Background: It has been postulated from virologic studies that herpesvirus infection could play a role in the progression of MS.
Methods: Patients were eligible for the study if they had had two or more MS relapses in the 2-year period before enrollment. Seventy patients with Expanded Disability Status Scale scores of 0 to 5.5 were randomly assigned to receive 1 gram of valacyclovir (n = 36) or placebo (n = 34) three times daily for 24 weeks. Patients underwent MRI every fourth week for 32 weeks: twice during pretreatment, six times during treatment, and once after treatment. Scoring of neurologic disability was performed at the start and end of the treatment period. The primary endpoint was the number of new active MRI-evident lesions over 24 weeks of treatment. Secondary endpoints included other MRI measures and clinical endpoints.

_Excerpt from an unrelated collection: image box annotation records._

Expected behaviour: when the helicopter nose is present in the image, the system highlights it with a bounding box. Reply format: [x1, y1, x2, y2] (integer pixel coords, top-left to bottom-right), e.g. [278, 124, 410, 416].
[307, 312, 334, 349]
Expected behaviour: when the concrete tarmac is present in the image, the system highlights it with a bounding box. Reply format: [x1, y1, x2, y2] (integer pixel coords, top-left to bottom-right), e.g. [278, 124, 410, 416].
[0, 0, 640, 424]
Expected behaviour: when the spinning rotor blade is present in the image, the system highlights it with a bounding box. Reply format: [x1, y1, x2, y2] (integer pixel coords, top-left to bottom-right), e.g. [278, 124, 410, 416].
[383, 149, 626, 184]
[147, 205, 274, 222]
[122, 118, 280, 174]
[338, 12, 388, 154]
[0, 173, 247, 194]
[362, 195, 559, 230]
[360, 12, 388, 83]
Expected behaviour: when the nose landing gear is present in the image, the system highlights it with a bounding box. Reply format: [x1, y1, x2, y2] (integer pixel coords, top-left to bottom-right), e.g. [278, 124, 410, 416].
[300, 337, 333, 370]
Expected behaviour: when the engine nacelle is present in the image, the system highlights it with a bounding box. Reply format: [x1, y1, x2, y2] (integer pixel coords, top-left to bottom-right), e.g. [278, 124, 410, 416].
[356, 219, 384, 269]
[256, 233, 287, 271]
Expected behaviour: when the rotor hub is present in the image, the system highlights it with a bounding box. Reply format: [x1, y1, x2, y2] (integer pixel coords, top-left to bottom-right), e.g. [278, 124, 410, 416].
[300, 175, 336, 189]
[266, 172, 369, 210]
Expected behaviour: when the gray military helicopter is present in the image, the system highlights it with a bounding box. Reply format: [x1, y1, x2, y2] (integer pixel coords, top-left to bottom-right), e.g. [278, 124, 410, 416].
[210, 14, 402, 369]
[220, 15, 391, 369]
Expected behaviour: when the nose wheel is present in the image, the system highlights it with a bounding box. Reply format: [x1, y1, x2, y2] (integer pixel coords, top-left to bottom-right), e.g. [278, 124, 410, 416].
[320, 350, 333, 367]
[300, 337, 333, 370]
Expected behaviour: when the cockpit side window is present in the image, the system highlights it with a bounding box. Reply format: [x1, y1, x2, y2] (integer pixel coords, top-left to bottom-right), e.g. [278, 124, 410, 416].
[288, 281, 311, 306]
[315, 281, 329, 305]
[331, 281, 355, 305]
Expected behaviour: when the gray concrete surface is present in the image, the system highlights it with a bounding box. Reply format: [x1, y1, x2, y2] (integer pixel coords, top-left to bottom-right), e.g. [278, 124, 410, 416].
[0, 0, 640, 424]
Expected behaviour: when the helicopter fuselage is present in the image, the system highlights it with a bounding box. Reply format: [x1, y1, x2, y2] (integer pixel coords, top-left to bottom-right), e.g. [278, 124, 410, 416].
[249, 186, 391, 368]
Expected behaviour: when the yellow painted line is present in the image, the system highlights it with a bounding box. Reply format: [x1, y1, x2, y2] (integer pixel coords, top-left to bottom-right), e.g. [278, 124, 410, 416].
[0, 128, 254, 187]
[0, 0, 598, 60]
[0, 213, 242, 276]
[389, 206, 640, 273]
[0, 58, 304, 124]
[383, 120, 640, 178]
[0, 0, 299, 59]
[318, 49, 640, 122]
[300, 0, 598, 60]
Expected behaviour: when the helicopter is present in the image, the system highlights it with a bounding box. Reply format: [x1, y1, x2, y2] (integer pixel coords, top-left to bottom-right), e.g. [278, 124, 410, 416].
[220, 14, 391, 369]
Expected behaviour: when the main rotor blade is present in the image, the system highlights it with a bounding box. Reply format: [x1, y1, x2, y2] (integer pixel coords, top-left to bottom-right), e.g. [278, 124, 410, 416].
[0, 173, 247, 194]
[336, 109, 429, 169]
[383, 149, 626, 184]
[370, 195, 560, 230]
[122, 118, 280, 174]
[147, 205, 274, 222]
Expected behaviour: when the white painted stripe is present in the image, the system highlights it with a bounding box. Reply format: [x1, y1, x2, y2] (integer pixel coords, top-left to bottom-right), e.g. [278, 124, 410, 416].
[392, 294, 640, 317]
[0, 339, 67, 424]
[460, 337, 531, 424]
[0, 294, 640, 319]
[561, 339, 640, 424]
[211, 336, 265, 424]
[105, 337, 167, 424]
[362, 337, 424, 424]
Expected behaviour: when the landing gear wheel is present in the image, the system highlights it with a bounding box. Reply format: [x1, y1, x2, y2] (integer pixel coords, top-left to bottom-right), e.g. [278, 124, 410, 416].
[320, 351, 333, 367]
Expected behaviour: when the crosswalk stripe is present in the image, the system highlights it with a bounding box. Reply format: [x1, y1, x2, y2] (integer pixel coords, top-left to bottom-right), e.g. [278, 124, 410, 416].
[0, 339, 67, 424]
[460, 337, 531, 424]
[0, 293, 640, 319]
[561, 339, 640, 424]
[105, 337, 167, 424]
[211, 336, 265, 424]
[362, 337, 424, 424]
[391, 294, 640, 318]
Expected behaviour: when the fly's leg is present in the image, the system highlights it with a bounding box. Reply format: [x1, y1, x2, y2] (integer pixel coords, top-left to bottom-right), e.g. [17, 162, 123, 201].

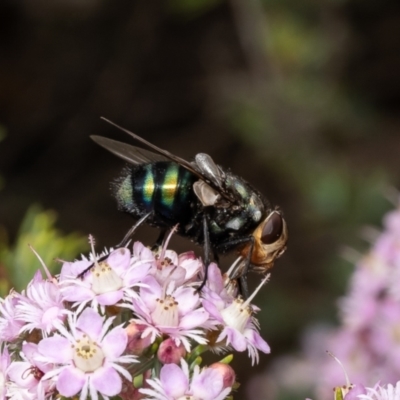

Results: The mean number of new active lesions +/- SD per patient during 24 weeks of treatment with valacyclovir was 11.9 +/- 17.6 and that during placebo treatment was 14.5 +/- 21.4. A protocol-planned exploratory analysis stratified patients according to baseline activity; this analysis showed that patients with high levels of disease activity in the valacyclovir treatment group (n = 17) developed fewer new active lesions per scan than did those in the placebo treatment group (n = 11). The median number (Q(1), Q(3) range) of active lesions was 2.0 (1.38, 3.96) in the valacyclovir treatment group and 6.5 (2.63, 9.0) in the placebo treatment group.
Conclusions: Valacyclovir treatment did not reduce the formation of active lesions in patients with relapsing-remitting MS who had two or more relapses during the previous 2-year period. In a subgroup of patients with high levels of disease activity who had more than one active MRI-evident lesion during 4 weeks, valacyclovir treatment was associated with a reduced number of new active MRI-evident lesions and with an increase in the number of scans free of new active lesions. The results of the exploratory subgroup analysis provide support for further studies of antiherpes therapy for patients with MS and high levels of MRI-evident disease activity.